Find a way to reassure dd and support her. Do you have her word for what he tells her or from him?

What does dd draw when you ask her to draw her family ? How does she see it in her head ? Do the dsc also move between mum and dad ?

SuperWifeANDMum · 10/09/2014 00:15

For gods sake just tell your ex that your daughter is going on holiday that particular week and he will have to have her the week after.

Why should your daughter miss out? To be fair your youngest two won't really be missing out on anything if you decide to stay at home.

ADishBestEatenCold · 10/09/2014 00:46

"By saying I'll stay home I'm effectively saying DD is the most important which isn't fair on the other DC"

That is just not true. By saying you'll stay home you are effectively saying DD is the only member of the family currently adversely effected by the controlling and subversive tactics of a non-resident parent (something you hope to address through the legal system, but that will take time and it may not be resolved for the next holiday).
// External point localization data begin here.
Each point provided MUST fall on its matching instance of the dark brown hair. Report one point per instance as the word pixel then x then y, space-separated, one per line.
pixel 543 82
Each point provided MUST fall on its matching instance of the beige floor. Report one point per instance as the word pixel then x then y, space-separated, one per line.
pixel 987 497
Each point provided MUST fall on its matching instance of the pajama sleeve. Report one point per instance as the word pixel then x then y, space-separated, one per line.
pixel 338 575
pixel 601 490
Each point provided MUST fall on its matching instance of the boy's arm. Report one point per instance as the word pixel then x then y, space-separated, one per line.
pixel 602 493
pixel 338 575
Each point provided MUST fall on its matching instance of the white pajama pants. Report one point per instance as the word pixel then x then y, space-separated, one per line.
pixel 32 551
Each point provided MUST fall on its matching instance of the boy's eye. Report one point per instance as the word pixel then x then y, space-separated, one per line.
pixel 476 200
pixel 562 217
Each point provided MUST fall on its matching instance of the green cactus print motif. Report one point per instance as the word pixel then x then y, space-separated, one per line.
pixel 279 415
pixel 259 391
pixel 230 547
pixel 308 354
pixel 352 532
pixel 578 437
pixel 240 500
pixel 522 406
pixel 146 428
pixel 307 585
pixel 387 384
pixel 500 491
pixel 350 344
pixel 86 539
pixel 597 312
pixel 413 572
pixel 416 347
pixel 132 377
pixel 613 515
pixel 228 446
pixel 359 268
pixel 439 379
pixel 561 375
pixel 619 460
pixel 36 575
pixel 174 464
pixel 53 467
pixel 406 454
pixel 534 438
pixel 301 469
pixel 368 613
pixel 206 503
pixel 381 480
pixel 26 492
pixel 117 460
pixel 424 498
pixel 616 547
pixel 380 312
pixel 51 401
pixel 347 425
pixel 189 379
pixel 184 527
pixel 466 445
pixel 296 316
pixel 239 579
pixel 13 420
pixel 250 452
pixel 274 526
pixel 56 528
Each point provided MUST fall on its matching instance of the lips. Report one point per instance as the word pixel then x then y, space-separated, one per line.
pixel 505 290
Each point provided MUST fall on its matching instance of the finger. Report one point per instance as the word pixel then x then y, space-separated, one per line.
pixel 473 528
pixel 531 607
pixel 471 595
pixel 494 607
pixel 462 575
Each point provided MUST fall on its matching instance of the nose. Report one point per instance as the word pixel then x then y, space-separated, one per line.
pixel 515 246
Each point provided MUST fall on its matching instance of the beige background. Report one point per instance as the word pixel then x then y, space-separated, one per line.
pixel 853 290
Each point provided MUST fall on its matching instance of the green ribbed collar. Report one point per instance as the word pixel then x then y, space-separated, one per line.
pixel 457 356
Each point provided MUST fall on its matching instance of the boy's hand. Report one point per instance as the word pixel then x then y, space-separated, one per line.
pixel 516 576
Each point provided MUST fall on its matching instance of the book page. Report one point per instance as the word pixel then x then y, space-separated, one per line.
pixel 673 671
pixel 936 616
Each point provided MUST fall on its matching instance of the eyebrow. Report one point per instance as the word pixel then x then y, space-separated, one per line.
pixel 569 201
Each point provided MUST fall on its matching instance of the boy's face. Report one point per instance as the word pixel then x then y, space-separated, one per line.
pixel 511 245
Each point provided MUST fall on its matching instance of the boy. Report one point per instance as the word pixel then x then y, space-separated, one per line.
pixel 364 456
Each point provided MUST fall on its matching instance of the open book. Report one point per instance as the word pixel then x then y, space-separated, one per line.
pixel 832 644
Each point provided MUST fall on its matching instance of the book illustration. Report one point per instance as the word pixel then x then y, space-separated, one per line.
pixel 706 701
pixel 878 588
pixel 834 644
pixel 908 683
I would hope that your DH would recognise that and understand that with regards to this particular issue your DD's circumstances are different and therefore warrant this consideration. I would specially hope that he understands that sadly, in the short term anyway, you may not be able to join him and DSC on holiday and you need him to support you on this.

Not absolving your ex at all for his nasty behavior, but does your DH only get one week holiday a year?

Snatchoo · 10/09/2014 00:51

ADish I suspect OPs DH only has this week off when all the children are also off school, not only this week in the whole year.

I've been lucky this year - got two weeks at Xmas and one in summer holidays. Doesn't always fall that way if you work somewhere that is open year round.